Namun, semakin dalam Anya menjalin hubungan dengan Devan, semakin ia merasakan ada sesuatu yang hilang. Semuanya terasa terlalu...terukur. Setiap percakapan terasa seperti memenuhi checklist kompatibilitas. Setiap momen kebersamaan terasa seperti validasi algoritma.
Suatu malam, saat mereka sedang makan malam di restoran favorit mereka, Anya tidak bisa menahan diri lagi. "Devan," katanya, suaranya bergetar. "Apakah kamu merasa...aneh dengan semua ini?"
Devan mengerutkan kening. "Aneh? Maksudmu?"
"Maksudku...apakah kamu merasa kita terlalu bergantung pada aplikasi ini? Apakah kamu merasa kita benar-benar saling mencintai, atau hanya mencintai data yang menunjukkan kita seharusnya saling mencintai?" Anya bertanya, menatapnya dengan mata penuh harap.
Devan terdiam sejenak. Ia lalu meletakkan garpu dan pisau di atas piringnya. "Anya, aku mengerti maksudmu. Awalnya, aku juga skeptis. Tapi melihat bagaimana kita cocok satu sama lain, bagaimana kita saling melengkapi, aku mulai percaya bahwa algoritma ini benar-benar bekerja."
"Tapi itulah masalahnya, Devan!" Anya berseru. "Kita cocok karena algoritma bilang kita cocok. Kita melengkapi satu sama lain karena data menunjukkan kita seharusnya melengkapi. Di mana spontanitas? Di mana kejutan? Di mana...ketidaksempurnaan yang membuat cinta itu nyata?"
Devan menatap Anya dengan tatapan yang sulit diartikan. "Aku tidak tahu harus berkata apa. Aku pikir kita bahagia."
"Kita memang bahagia," kata Anya, air mata mulai mengalir di pipinya. "Tapi kebahagiaan ini terasa seperti produk rekayasa. Aku ingin cinta yang nyata, Devan. Cinta yang tumbuh dari hati, bukan dari data."

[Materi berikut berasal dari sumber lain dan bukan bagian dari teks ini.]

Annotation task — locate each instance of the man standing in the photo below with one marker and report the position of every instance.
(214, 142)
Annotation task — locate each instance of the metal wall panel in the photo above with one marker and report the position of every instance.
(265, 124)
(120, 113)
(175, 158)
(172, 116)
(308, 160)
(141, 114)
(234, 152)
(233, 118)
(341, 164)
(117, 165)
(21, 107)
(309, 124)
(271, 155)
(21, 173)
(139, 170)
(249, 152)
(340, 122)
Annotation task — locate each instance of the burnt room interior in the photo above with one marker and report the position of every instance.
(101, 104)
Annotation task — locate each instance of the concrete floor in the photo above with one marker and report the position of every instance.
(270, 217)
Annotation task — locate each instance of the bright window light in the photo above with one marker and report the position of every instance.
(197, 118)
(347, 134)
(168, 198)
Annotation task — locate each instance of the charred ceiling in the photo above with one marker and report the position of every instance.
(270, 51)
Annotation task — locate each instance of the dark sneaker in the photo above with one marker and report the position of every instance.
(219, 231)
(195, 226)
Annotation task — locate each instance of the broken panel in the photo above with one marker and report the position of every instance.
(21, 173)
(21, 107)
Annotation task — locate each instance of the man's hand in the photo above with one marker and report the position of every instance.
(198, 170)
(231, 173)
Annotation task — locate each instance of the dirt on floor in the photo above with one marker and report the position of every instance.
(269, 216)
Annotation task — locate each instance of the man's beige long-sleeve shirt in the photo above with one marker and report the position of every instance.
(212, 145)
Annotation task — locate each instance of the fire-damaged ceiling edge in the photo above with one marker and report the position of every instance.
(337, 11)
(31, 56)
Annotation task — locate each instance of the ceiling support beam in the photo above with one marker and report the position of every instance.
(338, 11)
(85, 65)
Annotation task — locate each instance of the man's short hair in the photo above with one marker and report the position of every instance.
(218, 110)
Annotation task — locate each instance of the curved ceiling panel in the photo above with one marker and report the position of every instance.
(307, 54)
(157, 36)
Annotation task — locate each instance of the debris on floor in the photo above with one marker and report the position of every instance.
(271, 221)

Malam itu, Anya dan Devan berpisah. Algoritma mungkin telah menemukan pasangan yang sempurna secara matematis, tetapi hati Anya menolak untuk dipaksa mencintai. Ia menyadari bahwa cinta bukan hanya tentang kompatibilitas, tetapi juga tentang menerima perbedaan, mengatasi tantangan, dan membangun hubungan yang unik dan organik.
Beberapa bulan kemudian, Anya bertemu dengan seorang seniman jalanan bernama Leo. Leo tidak sesuai dengan kriteria apa pun yang ada di "Soulmate Algorithm". Ia berantakan, spontan, dan memiliki pandangan dunia yang sangat berbeda dengan Anya. Namun, ketika Anya menatap matanya, ia merasakan sesuatu yang tidak pernah ia rasakan sebelumnya: sebuah koneksi yang mendalam dan tak terduga.
Leo tidak tahu tentang "Soulmate Algorithm", dan Anya tidak pernah memberitahunya. Mereka saling mencintai dengan cara yang sederhana dan jujur, tanpa analisis data atau validasi algoritma. Mereka bertengkar, berbaikan, tertawa bersama, dan saling mendukung dalam suka maupun duka. Cinta mereka tidak sempurna, tetapi nyata.
Anya menyadari bahwa algoritma dapat membantu menemukan potensi, tetapi pada akhirnya, hatilah yang menilai. Cinta sejati tidak bisa diprediksi atau dioptimalkan. Ia adalah sebuah misteri yang harus dipecahkan bersama, sebuah petualangan yang harus dijalani dengan hati terbuka dan keberanian untuk menghadapi ketidaksempurnaan. Dan Anya, bersama Leo, siap untuk menjalani petualangan itu. Ia menghapus aplikasi "Soulmate Algorithm" dari ponselnya. Sebuah senyum tipis menghiasi bibirnya. Hatinya sudah menemukan jalannya sendiri.